The goal is to find this integral: $$\int_0^1\frac{x^2+x+2}{(x+1)(1+x^2)}\,\mathrm{d}x$$
I have been on this question for a long time and I am halfway through solving it:
As shown above, using partial fraction decomposition with two linear factors, I have found that $$\int_0^1 \frac{x^2+x+2}{(x+1)(1+x^2)}\,\mathrm{d}x=\int_0^1 \frac{1}{x+1}\,\mathrm{d}x+\int_0^1\frac{1}{1+x^2}\,\mathrm{d}x$$ Where do I go from here? Any help is appreciated.
For $\int \frac{1}{x+1} \, dx$ you should spot that since the derivative of $\log|x|$ is $1/x$, the derivative of $\log|x+1|$ is $$ \frac{1}{x+1} \cdot \frac{d}{dx}(x+1)=\frac{1}{x+1}\cdot 1 = \frac{1}{x+1} $$ using the chain rule. Hence, $$ \int \frac{1}{x+1} \, dx = \log\left|x+1\right|+C \, , $$ and you can apply the fundamental theorem of calculus to find the definite integral.
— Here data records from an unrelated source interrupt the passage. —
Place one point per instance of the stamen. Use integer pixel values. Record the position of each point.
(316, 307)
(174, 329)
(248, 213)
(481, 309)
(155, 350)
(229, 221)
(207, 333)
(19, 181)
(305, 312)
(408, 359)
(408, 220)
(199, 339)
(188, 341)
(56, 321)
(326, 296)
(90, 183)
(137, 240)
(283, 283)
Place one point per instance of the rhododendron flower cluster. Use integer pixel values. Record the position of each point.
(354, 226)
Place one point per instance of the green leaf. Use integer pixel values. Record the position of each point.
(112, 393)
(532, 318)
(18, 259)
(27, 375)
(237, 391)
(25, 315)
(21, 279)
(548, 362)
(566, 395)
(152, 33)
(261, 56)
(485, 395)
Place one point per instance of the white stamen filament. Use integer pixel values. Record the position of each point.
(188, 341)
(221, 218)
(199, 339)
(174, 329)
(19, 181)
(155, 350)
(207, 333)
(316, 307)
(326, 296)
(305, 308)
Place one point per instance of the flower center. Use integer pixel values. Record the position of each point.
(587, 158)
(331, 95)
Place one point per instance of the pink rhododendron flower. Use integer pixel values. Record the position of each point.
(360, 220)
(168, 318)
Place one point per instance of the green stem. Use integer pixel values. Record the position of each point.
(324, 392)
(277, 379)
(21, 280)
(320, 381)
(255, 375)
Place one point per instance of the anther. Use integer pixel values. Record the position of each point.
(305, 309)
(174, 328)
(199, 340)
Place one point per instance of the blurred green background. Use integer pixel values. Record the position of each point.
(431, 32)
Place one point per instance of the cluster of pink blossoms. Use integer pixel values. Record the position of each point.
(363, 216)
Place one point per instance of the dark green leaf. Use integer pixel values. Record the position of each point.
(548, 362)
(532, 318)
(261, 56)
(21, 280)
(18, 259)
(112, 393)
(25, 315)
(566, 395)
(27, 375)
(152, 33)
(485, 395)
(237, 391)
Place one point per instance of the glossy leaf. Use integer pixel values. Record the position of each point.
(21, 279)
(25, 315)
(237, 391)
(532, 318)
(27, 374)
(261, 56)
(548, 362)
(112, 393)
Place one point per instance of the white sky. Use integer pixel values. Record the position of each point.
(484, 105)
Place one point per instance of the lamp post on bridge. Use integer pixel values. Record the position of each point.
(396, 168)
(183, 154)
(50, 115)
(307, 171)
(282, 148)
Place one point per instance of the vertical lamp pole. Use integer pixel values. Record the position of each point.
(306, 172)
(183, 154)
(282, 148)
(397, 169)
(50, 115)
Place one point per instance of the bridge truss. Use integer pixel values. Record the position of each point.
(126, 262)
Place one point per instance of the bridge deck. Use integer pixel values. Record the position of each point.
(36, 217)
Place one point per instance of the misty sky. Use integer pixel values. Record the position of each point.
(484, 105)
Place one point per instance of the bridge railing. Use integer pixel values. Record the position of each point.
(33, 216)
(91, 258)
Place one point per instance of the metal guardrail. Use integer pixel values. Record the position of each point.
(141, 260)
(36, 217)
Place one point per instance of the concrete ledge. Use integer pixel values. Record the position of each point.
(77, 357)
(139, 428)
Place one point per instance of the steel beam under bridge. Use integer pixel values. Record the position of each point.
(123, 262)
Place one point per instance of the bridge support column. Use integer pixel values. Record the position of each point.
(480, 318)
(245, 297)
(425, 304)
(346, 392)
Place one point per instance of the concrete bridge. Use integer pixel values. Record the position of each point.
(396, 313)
For $\int_{0}^{1} \frac{1}{1+x^2} \, dx$, it helps to simply know that the derivative of $\arctan x$ is $\frac{1}{1+x^2}$. Failing that, you can make the substitution $x=\tan\theta$. If you do make this substitution, remember to change the integral bounds.